Elle connaissait le possesseur de cette voix, et tourna la tête, quelques peu surprise.

« Auruo? » elle se redressa avec mal en position assise « Tu fais quoi ici? »

Il était assis contre le banc, jambe surélevée par une couverture mise en boule.  Il avait les bras croisé et une expression ennuyée, probablement ne souhaitait-il pas rester là.

« Petit accident, je me suis foulé la cheville. » il détourna les yeux en croisant les bras, visiblement honteux « Mais toi, qu'est-ce qu'il t'es arrivée? » il pointa de son menton le flanc bandé de la jeune femme

Elle, baissa la tête, son coeur se serrait.

« J'ai été stupide, j'ai dû me jeter d'un toit pour éviter un déviant et j'ai atterrit sur ma lame. »

« Ah bah ça, pour être stupide, tu l'as bien été! » il plaisanta

Son petit rire se stoppa quand il vit l'expression peinée de sa camarade.

« Ouais, c'était de mauvais goût, désolé... » elle ignora sa remarque, et son excuse

Un petit silence s'en suivit.

« Levi est au courant que je suis ici? » elle releva les yeux sur lui

« Non, aucun messager n'est passé par ici. Il est toujours au même endroit de la formation »

Elle hocha doucement la tête, soulagée.

« J'ai dormi combien de temps? » elle enleva le drap la couvrant

« Peut-être une ou deux heures, on a eu le temps d'inspecter le trou dans le mur, et de repartir. » elle ne le regardait toujours pas, préférant l'horizon comme vision qu'un homme plein de pitié « On arrive à la forêt de ce matin, et on y dormira pas cette fois. C'est un sans-escale jusqu'à Rose. »

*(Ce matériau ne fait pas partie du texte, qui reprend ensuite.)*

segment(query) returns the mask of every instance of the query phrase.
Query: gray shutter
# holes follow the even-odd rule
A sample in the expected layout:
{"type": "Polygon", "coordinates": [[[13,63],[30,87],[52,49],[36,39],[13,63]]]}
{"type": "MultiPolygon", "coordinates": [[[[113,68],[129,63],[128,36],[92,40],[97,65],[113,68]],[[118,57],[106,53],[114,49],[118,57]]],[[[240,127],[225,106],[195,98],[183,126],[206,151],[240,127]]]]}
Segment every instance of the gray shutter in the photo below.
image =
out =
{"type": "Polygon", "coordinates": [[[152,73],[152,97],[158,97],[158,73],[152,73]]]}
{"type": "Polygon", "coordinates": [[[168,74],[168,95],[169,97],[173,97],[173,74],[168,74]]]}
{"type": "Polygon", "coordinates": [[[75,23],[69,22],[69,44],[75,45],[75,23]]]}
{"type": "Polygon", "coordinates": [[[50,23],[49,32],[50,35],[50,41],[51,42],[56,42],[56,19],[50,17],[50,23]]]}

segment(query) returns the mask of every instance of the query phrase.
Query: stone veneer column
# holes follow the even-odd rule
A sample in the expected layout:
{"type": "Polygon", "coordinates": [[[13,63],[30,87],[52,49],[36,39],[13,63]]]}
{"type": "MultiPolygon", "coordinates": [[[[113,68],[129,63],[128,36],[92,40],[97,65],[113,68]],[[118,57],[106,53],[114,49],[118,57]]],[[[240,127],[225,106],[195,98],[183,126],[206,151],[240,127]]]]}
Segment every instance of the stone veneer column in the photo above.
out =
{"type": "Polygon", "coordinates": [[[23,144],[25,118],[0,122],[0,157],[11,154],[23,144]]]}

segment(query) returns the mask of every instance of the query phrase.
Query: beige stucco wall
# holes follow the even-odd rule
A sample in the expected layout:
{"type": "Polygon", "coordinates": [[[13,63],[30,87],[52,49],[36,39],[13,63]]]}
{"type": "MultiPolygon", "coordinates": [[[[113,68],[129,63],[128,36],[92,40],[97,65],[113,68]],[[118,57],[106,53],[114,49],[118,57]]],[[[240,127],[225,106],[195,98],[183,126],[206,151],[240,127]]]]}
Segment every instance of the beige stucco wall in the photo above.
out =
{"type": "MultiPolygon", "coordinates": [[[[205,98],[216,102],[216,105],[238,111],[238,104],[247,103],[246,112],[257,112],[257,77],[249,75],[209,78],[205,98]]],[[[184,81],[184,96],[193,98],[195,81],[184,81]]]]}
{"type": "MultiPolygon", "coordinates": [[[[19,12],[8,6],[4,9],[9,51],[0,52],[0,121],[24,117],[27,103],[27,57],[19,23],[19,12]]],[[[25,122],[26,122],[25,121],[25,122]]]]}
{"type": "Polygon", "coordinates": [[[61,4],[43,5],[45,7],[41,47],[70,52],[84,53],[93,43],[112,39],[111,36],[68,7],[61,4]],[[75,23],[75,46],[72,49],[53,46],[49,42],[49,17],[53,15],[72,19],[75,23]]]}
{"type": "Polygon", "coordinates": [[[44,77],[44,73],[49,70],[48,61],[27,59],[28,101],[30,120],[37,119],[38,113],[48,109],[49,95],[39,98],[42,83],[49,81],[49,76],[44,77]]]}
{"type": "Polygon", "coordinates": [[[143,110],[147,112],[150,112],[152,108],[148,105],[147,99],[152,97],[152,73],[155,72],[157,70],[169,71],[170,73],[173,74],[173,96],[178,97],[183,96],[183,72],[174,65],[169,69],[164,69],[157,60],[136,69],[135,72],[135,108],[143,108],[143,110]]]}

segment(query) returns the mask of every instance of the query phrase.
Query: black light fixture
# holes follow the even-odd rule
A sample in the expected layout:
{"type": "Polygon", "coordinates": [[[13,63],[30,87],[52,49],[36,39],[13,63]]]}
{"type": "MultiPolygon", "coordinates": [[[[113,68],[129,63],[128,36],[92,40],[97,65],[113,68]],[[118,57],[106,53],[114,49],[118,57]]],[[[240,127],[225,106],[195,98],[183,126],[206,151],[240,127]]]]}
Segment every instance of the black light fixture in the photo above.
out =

Elle acquiesça silencieusement, continuant de fixer devant elle les plaines et Maria s'éloigner peu à peu. Très vite, le paysage s'était obstrué de racines et d'écorce, la lumière ne pénétrait plus que par de petits interstices entre les feuilles, tamisant dangereusement le champ de vision. Ils venaient d'entrer dans la forêt d'arbres géants. Tout de suite, et ce malgré la faune et la flore abondante les environnant, l'atmosphère s'alourdit. Derrière chaque tronc pouvait se cacher un titan, il n'y avait plus ce ciel ouvert qui permettait de se projeter dans une certaine liberté, plus qu'un plafond de branches et de feuilles les scellant au sol dans leur malheureuse réalité. [t/p] fixait l'horizon, chaque recoin de buissons, sursautant à chaque animal traversant le sentier. Autour d'eux, la charrette était bien gardée : des soldats galopaient aux côtés des blessés, prêts à les défendre au moindre danger. Cependant, la jeune femme ne pouvait que s'inquiéter. Pas pour elle, mais bien pour son escouade. Étaient-ils repartis en premières lignes? Avaient-ils rencontré des titans? Étaient-ils encadrés par un supérieur, ou seuls face à leur expérience limitée?
Elle scrutait les environs, son coeur ne faisait que s'emballer, elle ne savait que faire. Sa blessure la prévenait de se mobiliser, chaque torsion de son abdomen était compliquée à surmonter. Cependant, plus que jamais, elle sentait qu'elle devrait être elle aussi au front, en compagnie de ses amis. Elle jeta un coup d'oeil autour d'elle, cherchant des yeux son équipement tridimensionnel qui lui avait été enlevé. Auruo le remarqua.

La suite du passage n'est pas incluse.